Now let's look at the first 20 predicted values:
print(f'{"PREDICTED":>12} {"ACTUAL":>8} {"DIFF":>8}')
for i in range(20):
diff = np.abs(y_val[i].item()-y_test[i].item())
print(f'{i+1:2}. {y_val[i].item():8.4f} {y_test[i].item():8.4f} {diff:8.4f}')

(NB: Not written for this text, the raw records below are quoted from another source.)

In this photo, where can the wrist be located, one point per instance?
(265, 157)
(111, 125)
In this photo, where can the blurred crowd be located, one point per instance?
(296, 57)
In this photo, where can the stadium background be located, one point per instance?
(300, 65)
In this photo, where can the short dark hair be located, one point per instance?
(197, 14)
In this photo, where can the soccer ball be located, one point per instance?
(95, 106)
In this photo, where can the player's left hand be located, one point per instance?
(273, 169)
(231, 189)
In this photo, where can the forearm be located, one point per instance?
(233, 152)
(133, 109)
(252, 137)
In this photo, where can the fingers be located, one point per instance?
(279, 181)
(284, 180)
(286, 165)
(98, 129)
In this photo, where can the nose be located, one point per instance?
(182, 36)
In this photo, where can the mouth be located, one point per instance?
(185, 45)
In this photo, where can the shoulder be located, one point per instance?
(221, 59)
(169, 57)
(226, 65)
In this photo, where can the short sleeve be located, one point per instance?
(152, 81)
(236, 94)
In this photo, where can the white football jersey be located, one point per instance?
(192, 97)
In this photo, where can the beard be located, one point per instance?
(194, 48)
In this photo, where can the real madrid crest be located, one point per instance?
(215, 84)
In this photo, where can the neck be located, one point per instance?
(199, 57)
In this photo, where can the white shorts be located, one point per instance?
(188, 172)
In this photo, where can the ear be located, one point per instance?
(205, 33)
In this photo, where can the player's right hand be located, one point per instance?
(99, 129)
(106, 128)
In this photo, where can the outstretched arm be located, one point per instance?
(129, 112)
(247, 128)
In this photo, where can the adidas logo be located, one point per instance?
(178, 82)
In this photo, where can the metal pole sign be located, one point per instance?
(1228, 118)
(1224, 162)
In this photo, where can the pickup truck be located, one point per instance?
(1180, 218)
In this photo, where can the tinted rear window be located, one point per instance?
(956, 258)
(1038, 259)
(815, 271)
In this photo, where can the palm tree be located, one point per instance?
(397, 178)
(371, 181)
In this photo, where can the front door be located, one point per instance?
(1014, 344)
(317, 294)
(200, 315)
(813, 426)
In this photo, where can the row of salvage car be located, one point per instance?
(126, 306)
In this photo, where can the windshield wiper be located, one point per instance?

PREDICTED ACTUAL DIFF 1. 5.2433 2.9000 2.3433 2. 23.3398 5.7000 17.6398 3. 5.7719 7.7000 1.9281 4. 13.4511 12.5000 0.9511 5. 5.1976 4.1000 1.0976 6. 6.6128 5.3000 1.3128 7. 3.3402 3.7000 0.3598 8. 17.9253 14.5000 3.4253 9. 4.5816 5.7000 1.1184 10. 11.3231 10.1000 1.2231 11. 7.0768 4.5000 2.5768 12. 6.2211 6.1000 0.1211 13. 6.5000 6.9000 0.4000 14. 13.2582 14.1000 0.8418 15. 5.6556 4.5000 1.1556 16. 40.2175 34.1000 6.1175 17. 2.2090 12.5000 10.2910 18. 5.2140 4.1000 1.1140 19. 10.4609 8.5000 1.9609 20. 5.8903 5.3000 0.5903
So while many predictions were off by a few cents, some were off by $17.65.
Here, we will save the state of the model (weights & biases) and not the full definition.
if len(losses) == epochs:
torch.save(model.state_dict(), 'TaxiFareRegModel.pt')
print('Model saved')
else:
print('Model has not been trained. Consider loading a trained model instead.')
Model saved
In this project, we used PyTorch to predict taxi fare precies for the NY taxi fare dataset. We built a TabularModel()
class to handle both categorical and continous variables. A Fully Connected Network with 3 hidden layers of size [200,300,200] was used. ReLu
activation function was used on each layer, the layer was normalized and then a dropout layer was used to randomly drop 40% of the data. The model was run for 300 epochs resulting in an RMSE of 3.24.